Durch spracherkennende Systeme wird das Einkaufen im Netz noch einfacher. Foto: Kevin Kristhian

Chatbox als Überwachungsmechanismus

Für den Schweizer Künstler, Coder und KI-Experimentierer Samim Winiger werden vielmehr Unternehmer die vielversprechendsten Kunden für NLP und damit auch Alexa. Das Ziel: Mitarbeiter ständig zu überwachen und sie zu mehr Leistung und Effizienz anzutreiben. Er erklärt: „Es gab viele Meldungen in den Medien, dass Arbeitgeber am Arbeitsplatz heimlich oder zumindest nicht kommuniziert Mikrofone aufstellen: Im Sales-, Betriebs- und auch im Office-Bereich. Die chinesische KP macht das mittlerweile für die Mitarbeiter der Zugwartung. NLP wird genutzt, um konstant mitzuschneiden, was die Mitarbeiter machen und dann mit einer Aktivitäts- sowie einer Performance-Erkennung abzugleichen.“ Er kommentiert: „Warum das für Konsumenten so gehypt wird, ist auch Ablenkung. Chatboxen für Konsumenten sind Überwachungsmechanismen – gefördert von der NSA. Das kann man nicht besser sagen.“

Datengetriebene Mitarbeiter-Effizienz

Unter dem Abgleich der Aktivitäten und Performance-Erkennung versteht man eine Data Fusion. Dazu Samim Winiger weiter: „Es gibt eine Kamera, gleichzeitig sind eine Spracherkennung und ein Keylogger im Spiel, der die Tastatur-Anschläge aufzeichnet.

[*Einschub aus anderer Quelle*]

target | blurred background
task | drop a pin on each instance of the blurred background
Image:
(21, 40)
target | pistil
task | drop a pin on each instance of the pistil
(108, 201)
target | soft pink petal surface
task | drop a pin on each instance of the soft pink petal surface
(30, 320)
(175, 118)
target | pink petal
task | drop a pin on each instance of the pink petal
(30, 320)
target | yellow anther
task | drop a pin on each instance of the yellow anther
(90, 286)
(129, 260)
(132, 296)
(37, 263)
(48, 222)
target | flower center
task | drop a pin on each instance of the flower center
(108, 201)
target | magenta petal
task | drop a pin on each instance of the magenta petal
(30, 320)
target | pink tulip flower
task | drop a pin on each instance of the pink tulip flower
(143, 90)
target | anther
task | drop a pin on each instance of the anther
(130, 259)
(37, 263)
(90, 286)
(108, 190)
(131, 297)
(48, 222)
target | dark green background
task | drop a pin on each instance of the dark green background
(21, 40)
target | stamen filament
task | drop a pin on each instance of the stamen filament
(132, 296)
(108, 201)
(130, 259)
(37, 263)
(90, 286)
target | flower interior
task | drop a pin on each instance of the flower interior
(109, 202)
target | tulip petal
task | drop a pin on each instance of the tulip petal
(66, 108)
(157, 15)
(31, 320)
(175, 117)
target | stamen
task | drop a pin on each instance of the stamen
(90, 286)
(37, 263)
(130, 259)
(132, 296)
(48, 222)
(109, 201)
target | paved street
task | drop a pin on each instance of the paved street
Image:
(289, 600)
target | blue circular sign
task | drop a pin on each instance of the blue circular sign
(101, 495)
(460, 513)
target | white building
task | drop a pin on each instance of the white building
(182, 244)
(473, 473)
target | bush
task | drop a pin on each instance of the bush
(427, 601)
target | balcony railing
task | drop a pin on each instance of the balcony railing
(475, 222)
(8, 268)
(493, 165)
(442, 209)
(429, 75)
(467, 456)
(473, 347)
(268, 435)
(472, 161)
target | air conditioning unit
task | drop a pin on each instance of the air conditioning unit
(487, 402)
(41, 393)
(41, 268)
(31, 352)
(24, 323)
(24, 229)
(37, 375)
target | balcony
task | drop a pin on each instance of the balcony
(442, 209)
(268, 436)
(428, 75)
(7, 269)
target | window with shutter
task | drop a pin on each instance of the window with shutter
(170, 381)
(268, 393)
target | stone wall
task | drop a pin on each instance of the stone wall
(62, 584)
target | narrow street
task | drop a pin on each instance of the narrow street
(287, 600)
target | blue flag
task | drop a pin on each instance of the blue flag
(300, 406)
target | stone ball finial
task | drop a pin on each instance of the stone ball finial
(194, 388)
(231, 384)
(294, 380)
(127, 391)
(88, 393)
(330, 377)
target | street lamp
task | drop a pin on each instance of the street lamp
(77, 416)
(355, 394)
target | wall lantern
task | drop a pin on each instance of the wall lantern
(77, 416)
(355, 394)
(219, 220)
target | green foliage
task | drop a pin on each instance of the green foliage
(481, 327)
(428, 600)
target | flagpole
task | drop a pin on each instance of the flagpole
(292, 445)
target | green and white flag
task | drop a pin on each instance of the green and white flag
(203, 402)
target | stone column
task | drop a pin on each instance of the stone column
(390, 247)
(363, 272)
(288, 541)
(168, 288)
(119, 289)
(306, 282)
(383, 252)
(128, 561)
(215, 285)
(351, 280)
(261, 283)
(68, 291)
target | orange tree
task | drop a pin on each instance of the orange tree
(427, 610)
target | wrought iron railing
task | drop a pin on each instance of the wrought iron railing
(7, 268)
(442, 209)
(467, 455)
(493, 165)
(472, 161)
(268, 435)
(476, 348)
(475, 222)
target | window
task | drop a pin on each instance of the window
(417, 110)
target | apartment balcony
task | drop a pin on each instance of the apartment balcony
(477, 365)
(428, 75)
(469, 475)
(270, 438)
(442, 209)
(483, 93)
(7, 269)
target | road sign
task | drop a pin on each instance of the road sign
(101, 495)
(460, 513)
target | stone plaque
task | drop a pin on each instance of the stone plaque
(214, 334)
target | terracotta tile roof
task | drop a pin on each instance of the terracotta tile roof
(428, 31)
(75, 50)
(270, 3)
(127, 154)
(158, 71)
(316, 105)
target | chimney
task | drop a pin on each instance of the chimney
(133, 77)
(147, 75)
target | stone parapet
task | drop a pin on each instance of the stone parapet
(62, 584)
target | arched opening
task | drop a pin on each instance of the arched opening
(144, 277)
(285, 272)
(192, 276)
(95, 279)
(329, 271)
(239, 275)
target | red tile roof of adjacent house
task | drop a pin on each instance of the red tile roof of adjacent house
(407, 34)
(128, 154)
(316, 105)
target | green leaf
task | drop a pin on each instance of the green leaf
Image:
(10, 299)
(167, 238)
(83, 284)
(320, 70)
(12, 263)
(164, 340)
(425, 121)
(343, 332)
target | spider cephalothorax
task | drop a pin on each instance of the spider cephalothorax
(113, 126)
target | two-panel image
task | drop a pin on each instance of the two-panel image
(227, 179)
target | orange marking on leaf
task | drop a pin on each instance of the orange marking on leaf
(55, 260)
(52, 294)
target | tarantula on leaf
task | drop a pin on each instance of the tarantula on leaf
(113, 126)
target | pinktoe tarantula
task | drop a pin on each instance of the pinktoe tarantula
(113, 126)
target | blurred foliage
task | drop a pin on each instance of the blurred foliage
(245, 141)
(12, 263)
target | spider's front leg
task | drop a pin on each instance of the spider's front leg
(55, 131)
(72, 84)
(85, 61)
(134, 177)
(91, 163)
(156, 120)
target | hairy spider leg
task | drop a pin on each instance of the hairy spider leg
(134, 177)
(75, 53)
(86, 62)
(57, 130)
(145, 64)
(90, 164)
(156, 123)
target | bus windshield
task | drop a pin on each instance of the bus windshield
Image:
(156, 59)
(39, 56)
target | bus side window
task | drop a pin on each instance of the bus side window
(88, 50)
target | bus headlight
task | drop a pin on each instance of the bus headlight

Die Idee dabei ist, einen Algorithmus für das Mitarbeiter-Assessment zu entwickeln, der komplett datengetrieben herausfindet, wie effektiv die Mitarbeiter sind.“ Sprachassistenten werden damit mehr als nur Heim-Verkäufer; sie sind auch noch ständig überwachende Performance-Tracker in unserer Leistungsgesellschaft.

Umso leistungsfähiger unsere Technik wird, umso vielseitiger können Daten gesammelt werden. “Voice ist nur ein Teil von diesem Konstrukt”. Foto: Kyle Johnston

Doch eigentlich ist das „Voice First“ erst der Zwischenschritt zum angestrebtem Level einer Datenfusion für die komplette Auswertung des Menschen zu einer Art „Human Interface“, so Samim Winigers Einschätzung. Er berichtet: „Man erzielt die Datenfusion aus verschiedenen Sensoren, indem man noch multimodaler Informationen aus Kamera, Sprache und sogar per Skelett-Erkennung sammelt. Voice ist nur ein Teil von diesem Konstrukt.“
Schöne neue Welt? Das gibt es bereits heute schon: Etwa eine mobile App, die die Mitarbeiter-Performance im Büro trackt und analysiert, welche Räume wie genutzt werden, wie sich Mitarbeiter darin bewegen und welche Tools verwendet werden. Der „gläserne Mensch“ war der Begriff, der 1982 benutzt wurde, um das damalige Volkszählungsgesetz und seine Datenschutzproblematik anzuprangern. Klingt aktueller denn je.